Methods: Patients undergoing surgical ligation for CVF causing SIH between 2012 and 2018 were prospectively enrolled in this study. Inclusion criteria included 1) diagnosis of SIH, and 2) demonstration of CVF on CT-myelogram. Demographic factors, CVF location, and description and duration of symptoms were recorded for each patient. Preoperatively, the Headache Impact Test (HIT-6) was administered to all patients, who were then re-administered the test at least 6 weeks after surgical intervention. Additionally, the Patient Global Impression of Change (PGIC) was also administered at follow-up. Perioperative complications and 30-day readmission rates were recorded.

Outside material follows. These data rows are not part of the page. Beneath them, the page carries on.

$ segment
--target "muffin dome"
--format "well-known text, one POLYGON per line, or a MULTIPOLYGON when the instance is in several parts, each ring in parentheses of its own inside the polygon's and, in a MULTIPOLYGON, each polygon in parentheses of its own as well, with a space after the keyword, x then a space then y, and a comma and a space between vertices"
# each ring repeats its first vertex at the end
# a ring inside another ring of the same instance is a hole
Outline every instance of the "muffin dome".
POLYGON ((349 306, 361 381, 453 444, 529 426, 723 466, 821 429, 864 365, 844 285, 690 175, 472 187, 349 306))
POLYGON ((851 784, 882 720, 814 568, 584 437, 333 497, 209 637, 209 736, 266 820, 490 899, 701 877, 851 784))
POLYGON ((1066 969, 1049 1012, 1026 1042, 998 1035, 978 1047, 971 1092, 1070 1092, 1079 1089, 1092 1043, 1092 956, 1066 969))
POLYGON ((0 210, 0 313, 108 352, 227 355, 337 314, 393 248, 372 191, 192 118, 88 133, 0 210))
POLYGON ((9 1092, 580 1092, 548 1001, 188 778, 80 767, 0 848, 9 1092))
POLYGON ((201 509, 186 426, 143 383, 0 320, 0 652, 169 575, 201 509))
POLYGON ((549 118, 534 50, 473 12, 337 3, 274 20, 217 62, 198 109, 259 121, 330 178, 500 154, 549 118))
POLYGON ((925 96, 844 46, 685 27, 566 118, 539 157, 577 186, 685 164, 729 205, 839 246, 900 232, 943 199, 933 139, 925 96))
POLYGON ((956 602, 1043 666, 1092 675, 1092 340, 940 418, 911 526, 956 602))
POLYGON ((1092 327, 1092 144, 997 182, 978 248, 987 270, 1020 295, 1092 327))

Results: 20 total patients were included in statistical analysis. Average age was 51.3+/-13.6 years, BMI 26.0+/-4.2 kg/m2. There was an average of 2.5 epidural or fibrin blood patches attempted prior to surgery, with T8-9 (N=5, 25.0%) and T11-12 (N=5, 25.0%) being the most commonly involved level. The average HIT-6 score was almost universally high (64.7+/-6.4, range [44-76]). Postoperatively, the mean follow-up was 16.0+/-9.7 months with an average postoperative HIT-6 score of 44.1+/-8.4 with average change of -20.6+/--9.3 points. With respect to the PGIC survey, 18 (90.0%) patients responded most favorably that surgery resulted in headaches that were “a great deal better, and a considerable improvement that has made all the difference”. No patient suffered any short or long-term perioperative complications or 30-day readmission.
Conclusions: Surgical ligation of CVF for SIH is a safe and efficacious therapeutic option for patients failing more conservative therapy. Larger trials with longer follow-up period are indicated to better assess its long-term efficacy and safety profile.
Patient Care: Until now, there have only been case reports of patients who underwent surgical ligation of cerebrospinal fluid venous fistulas. There is almost no existing data within the literature to describe this procedure’s efficacy for fistula elimination and symptomatic improvement. With this data, patients and physicians will understand that surgical ligation is a safe and clinically efficacious treatment option for patients with CVF and intracranial hypotension who otherwise have failed to improve after more conservative treatment options.
Learning Objectives: By the conclusion of this session, participants should be able to: 1) describe the importance of cerebrospinal fluid venous fistulas, 2) discuss, in small groups, the utility of surgical ligation in the treatment of cerebrospinal fluid venous fistulas, and 3) identify an effective surgical solution for treatment-refractory cerebrospinal fluid venous fistula.